Wednesday, February 26, 2014

Unfinished business

It seems I have even more unfinished business than I thought. (see The Hutch)  While going through my closet for candidates for donation to the White Elephant Sale, I found three sewing projects I had started and never finished. Well, to be honest, one was passed on to me by someone else, but still it was a project to be finished. Aha! I thought. The White Elephant Sale takes unfinished sewing projects - I've seen the rack of them in the sewing section. I bagged them up and happily carried them to the Sale the next time we went.

Alas. The guardian at the donation door said they had enough unfinished sewing projects, thank you very much. And I had to bring them back home.

What to do with them? I hate to throw good fabric and hard work out, but I was never going to wear any of these. Well, the Sale would take them if they were finished, of course, and two of these projects had minimum work left to do on them. It's just that I had lost interest. So why not finish them and then donate them?

I told myself: I will finish one and then reward myself by sewing something "real" that I like and will wear. Then I will do the next unfinished one, and so on until I'm done with the three.

The first was a corduroy jumper I started maybe 40 years ago. Maybe even before that. I did a really nice job on it, lining the top with plaid flannel and finishing it nicely. The only thing left to do was the buttons and all but three of the buttonholes ... all the way down the front. I think the buttonholes discouraged me. So many dratted buttonholes. I hate to make buttonholes.

So I left it forever, moving it from closet to closet and home to home. The matching buttons, all 12 of them, lived in the pocket of the jumper. Until today.

Yay!!! I just finished the jumper and I did it without having to do 9 more buttonholes, or even sewing on 12 buttons.

I sewed on the 3 buttons that I already had buttonholes for, and added a fourth to make an even march of buttons down the front of the bodice to the waistline.
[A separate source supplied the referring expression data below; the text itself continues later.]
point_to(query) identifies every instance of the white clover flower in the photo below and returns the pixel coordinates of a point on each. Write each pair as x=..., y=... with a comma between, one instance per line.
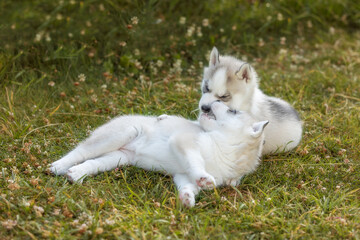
x=261, y=42
x=159, y=63
x=205, y=22
x=134, y=20
x=282, y=40
x=190, y=31
x=182, y=20
x=309, y=24
x=39, y=36
x=82, y=77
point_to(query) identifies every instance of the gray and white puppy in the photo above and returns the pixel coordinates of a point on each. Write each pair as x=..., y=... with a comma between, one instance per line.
x=235, y=83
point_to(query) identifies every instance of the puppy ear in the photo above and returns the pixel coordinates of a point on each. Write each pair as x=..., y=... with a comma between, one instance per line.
x=258, y=128
x=244, y=73
x=214, y=57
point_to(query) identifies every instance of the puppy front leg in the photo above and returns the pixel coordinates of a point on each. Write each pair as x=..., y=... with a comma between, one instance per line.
x=188, y=154
x=187, y=190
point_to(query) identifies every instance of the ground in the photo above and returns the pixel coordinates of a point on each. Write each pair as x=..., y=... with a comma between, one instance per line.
x=67, y=67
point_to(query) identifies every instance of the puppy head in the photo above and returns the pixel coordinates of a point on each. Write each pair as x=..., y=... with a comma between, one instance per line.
x=227, y=79
x=233, y=123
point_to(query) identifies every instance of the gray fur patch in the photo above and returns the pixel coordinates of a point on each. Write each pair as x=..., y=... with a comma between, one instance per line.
x=281, y=110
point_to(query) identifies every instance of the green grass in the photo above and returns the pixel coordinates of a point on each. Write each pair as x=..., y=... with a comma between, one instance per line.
x=306, y=52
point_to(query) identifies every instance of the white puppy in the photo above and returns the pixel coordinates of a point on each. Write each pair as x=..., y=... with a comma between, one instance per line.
x=220, y=149
x=235, y=83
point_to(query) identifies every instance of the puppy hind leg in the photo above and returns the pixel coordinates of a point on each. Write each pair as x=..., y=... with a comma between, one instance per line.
x=99, y=143
x=189, y=156
x=104, y=163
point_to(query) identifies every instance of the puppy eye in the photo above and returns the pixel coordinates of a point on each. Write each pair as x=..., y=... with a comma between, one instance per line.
x=206, y=89
x=233, y=111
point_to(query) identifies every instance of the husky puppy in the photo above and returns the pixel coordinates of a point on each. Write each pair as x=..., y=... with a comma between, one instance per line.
x=218, y=150
x=235, y=83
At the waistline, I used a large heavy snap behind and under the button.

Then I used 3 more heavy snaps down the front of the skirt and left the front open beyond that point. Styles are less conservative today than when I started this jumper - well, in some ways. That would have been soon after hippie times, and that wasn't really what you'd call conservative, was it?


Anyway. No more buttonholes, no more buttons, and the jumper is finally finished. Yes, it still fits, but it is no longer my style. I have outgrown corduroy jumpers, but someone much younger will probably love it. I'm going to send it out into the world.

One more step toward finishing all that unfinished business!